他猛地踩下刹车,带着寒意的话语如雷在许禾耳畔乍响。
“我要结婚了。”
第二章 没有这个可能
夜色慢慢吞噬余晖。
许禾望着渐行渐远的车子,心似乎也空了许多。
好半天,她才推开家门。
可刚进屋,一只大手揪住了她的头发,紧接着整个人被用力扔到墙角。
“嘭”的一声,后脑勺的撞击让许禾头晕目眩。
“浪到现在才回来,干脆死外边多好!”
继母陈慧的谩骂像一盆盆冷水浇着她。
许禾面无表情地看着地板,默默忍受着已经成为家常便饭的打骂。
夜渐深。
漆黑的房间里,许禾抱腿坐在角落。
看着手中周行望的照片,眼尾发红。
在她心底周行望是一束光!
曾照亮了她整个青春岁月。
如今这束光好像要没了……
出神间,她想起十五年前第一次见周行望的时候。
那时,他才十五岁,高高的个子,穿着白衬衫很是斯文。
周行望是陈慧朋友的儿子,继妹许雪却叫他小叔,许禾也跟着叫小叔。
当时他看着许禾在角落罚站,伸手给她擦着眼泪,还递给了她一颗糖果。
然后说:“小姑娘,吃了糖,就不痛了。

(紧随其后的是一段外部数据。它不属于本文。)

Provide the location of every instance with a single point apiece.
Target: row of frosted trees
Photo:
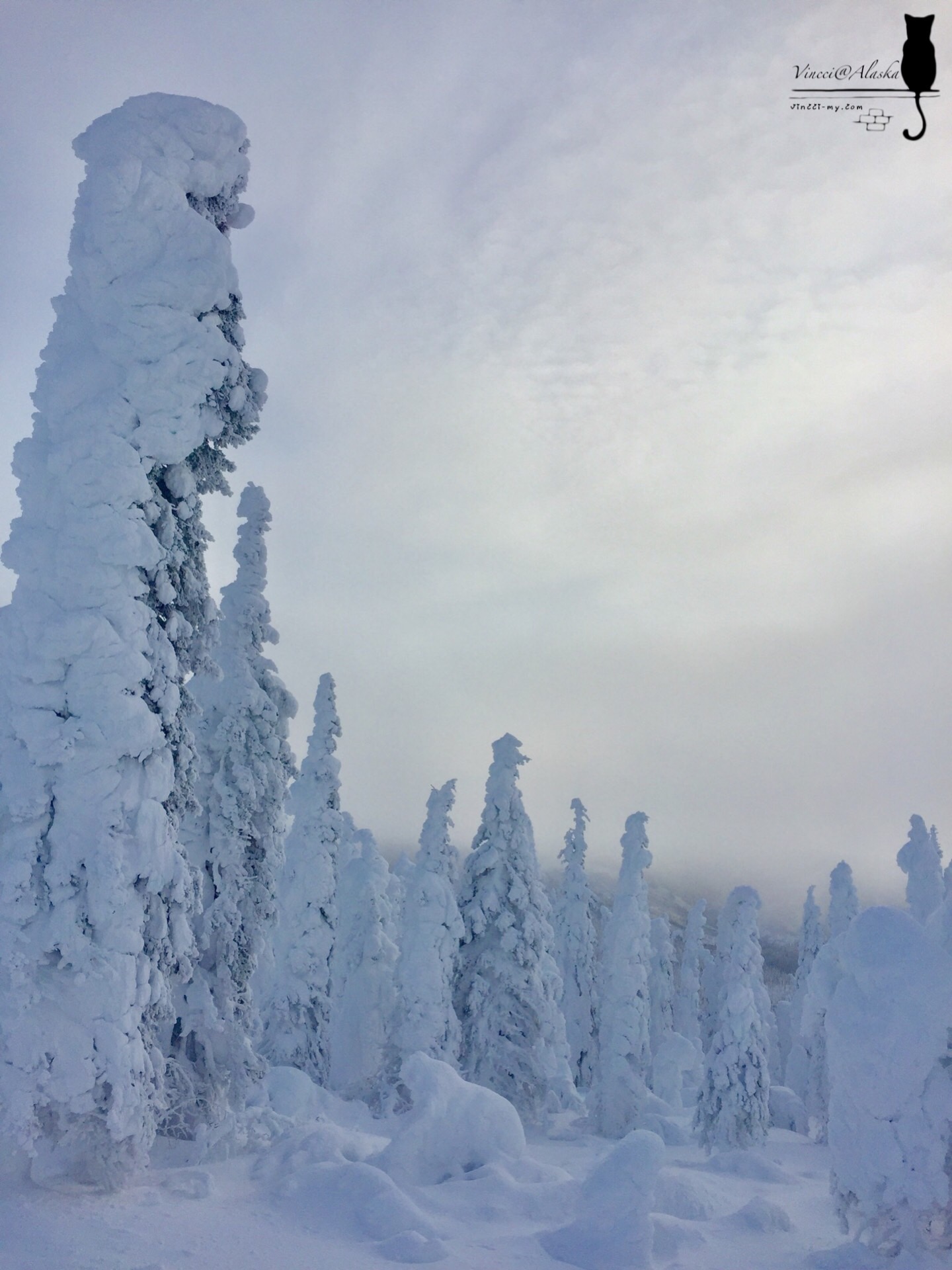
(164, 937)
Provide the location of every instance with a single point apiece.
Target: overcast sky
(610, 399)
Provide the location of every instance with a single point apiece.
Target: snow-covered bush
(625, 1050)
(508, 984)
(141, 390)
(429, 943)
(575, 921)
(920, 860)
(452, 1128)
(889, 1029)
(733, 1107)
(237, 837)
(362, 976)
(614, 1228)
(298, 1013)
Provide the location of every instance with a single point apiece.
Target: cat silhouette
(918, 65)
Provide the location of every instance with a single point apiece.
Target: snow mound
(668, 1129)
(188, 1183)
(614, 1228)
(452, 1128)
(761, 1214)
(673, 1238)
(350, 1201)
(787, 1109)
(677, 1197)
(746, 1164)
(292, 1094)
(411, 1248)
(319, 1144)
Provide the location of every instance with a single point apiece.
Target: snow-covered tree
(575, 919)
(844, 902)
(508, 984)
(365, 959)
(734, 1104)
(920, 860)
(429, 945)
(141, 390)
(694, 958)
(810, 939)
(889, 1024)
(625, 1040)
(662, 982)
(237, 836)
(797, 1066)
(296, 1017)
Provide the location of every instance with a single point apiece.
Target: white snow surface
(319, 1198)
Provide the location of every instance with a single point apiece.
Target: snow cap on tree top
(500, 783)
(434, 841)
(635, 841)
(243, 600)
(574, 849)
(200, 146)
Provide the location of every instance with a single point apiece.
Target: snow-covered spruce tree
(143, 388)
(298, 1011)
(625, 1044)
(797, 1064)
(844, 902)
(889, 1021)
(662, 982)
(733, 1108)
(575, 917)
(429, 944)
(695, 955)
(362, 976)
(920, 860)
(235, 840)
(508, 984)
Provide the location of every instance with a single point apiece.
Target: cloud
(608, 403)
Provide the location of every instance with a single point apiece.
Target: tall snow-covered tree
(625, 1040)
(810, 939)
(662, 982)
(694, 958)
(141, 390)
(432, 930)
(508, 984)
(920, 860)
(844, 902)
(889, 1020)
(364, 964)
(734, 1104)
(797, 1066)
(298, 1014)
(237, 837)
(575, 919)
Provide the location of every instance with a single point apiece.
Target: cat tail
(922, 131)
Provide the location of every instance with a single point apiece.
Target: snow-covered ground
(311, 1202)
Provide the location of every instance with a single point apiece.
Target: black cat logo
(918, 64)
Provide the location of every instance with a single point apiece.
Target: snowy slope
(311, 1202)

”
这句话,许禾一直记在心底。
可现在不管她往嘴里喂多少颗糖,心底还是疼。
许禾视线逐渐模糊起来,她伏在满是淤青的双臂间,眼泪忍不住滑落。
次日。
七点刚过,周行望便准备去上班。
没想到才推开门,便看见许禾坐在门口。
他霎时黑了脸,直接无视了她准备上车。
许禾赶忙拦住他,哑声问:“小叔,你真的要结婚了?”
周行望声音清冷:“昨天我说的还不够清楚?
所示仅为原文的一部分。